HazyResearch / fonduer

A knowledge base construction engine for richly formatted data
https://fonduer.readthedocs.io/
MIT License
407 stars 77 forks source link

CandidateExtractor doesn't scale for larger relations #546

Open robbieculkin opened 3 years ago

robbieculkin commented 3 years ago

Hello, thanks for providing this framework. My group has run into a bit of a snag:

For context, we've successfully completed candidate extraction & labeling for binary relations, with reasonable runtimes. With parallelism = 6, candidate extraction takes ~2 minutes per document.

We've since moved on to a 3-ary relation that is very similar to the binary relation. This 3-ary relation shares some mentions with the binary relation, and uses a very similar candidate extractor. We have done performance testing for the 3-ary throttler function and found it to have a very similar runtime to the binary throttler. Candidate extraction now takes 4 hours per document. This immense slowdown is due to the fact that computational complexity scales exponentially for each entity added to a relation.

Here are some numbers from our use case:

If our relation only includes (A,B), we have a total of 800*140 = 112,000 temporary candidates to evaluate with our throttler. Should we add mention C to form the relation (A,B,C), our total now grows to 800*140*150 = 16.8 million temporary candidates. We're unable to narrow our mention matchers further without excluding true positives.
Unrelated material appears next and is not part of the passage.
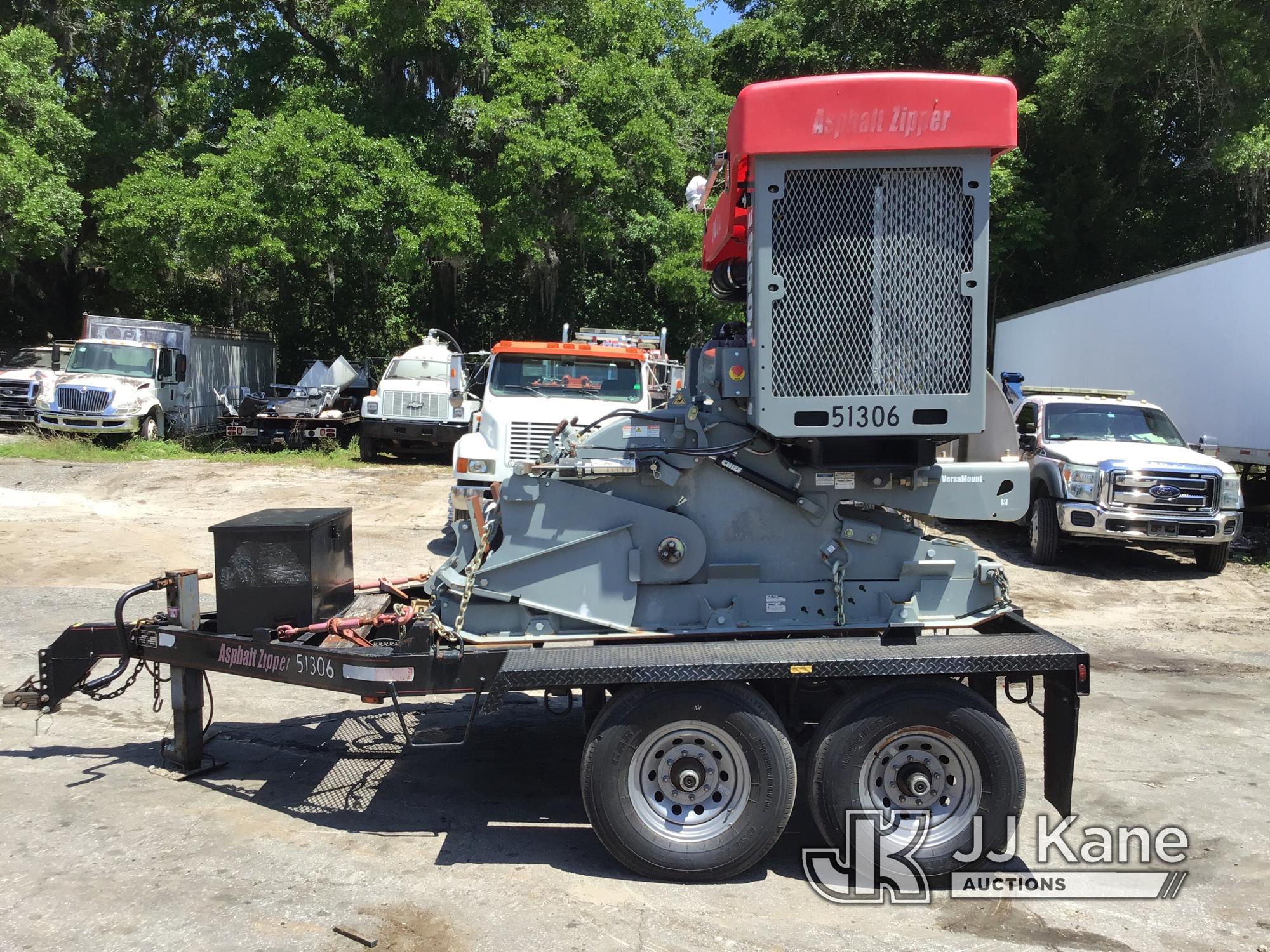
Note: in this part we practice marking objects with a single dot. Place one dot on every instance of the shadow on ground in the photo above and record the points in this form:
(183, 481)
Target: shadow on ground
(510, 797)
This slowdown makes the Fonduer framework effectively unusable for any large-scale use case that requires relations with more than 2 entities. Can you provide guidance to address this issue?

robbieculkin commented 3 years ago

The first workaround that comes to mind is to override the CandidateExtractorUDF.apply method where temporary candidates are formed from the product of a document's mentions. https://github.com/HazyResearch/fonduer/blob/c9fd6b91998cd708ab95aeee3dfaf47b9e549ffd/src/fonduer/candidates/candidates.py#L263-L274

If we're able to group mentions by their contexts and form products within these groups, it can reduce the number of temporary candidates passed to the throttler. This restriction can be applied across the hierarchy of Fonduer's data model (Paragraph, Sentence, Table, ...).

For example, we can

  1. select all mentions within a given page
  2. take their Cartesian product,
  3. then sum the results across all pages produced via steps 1-2.

This way, we eliminate all temporary candidates that span different pages (if this is what the programmer indicates). This is preferable to the same_page method as it reduces computational complexity significantly - there are far fewer temporary candidates formed. Ultimately, the programmer can use a shared_context parameter to the .apply method to indicate the right degree of detail.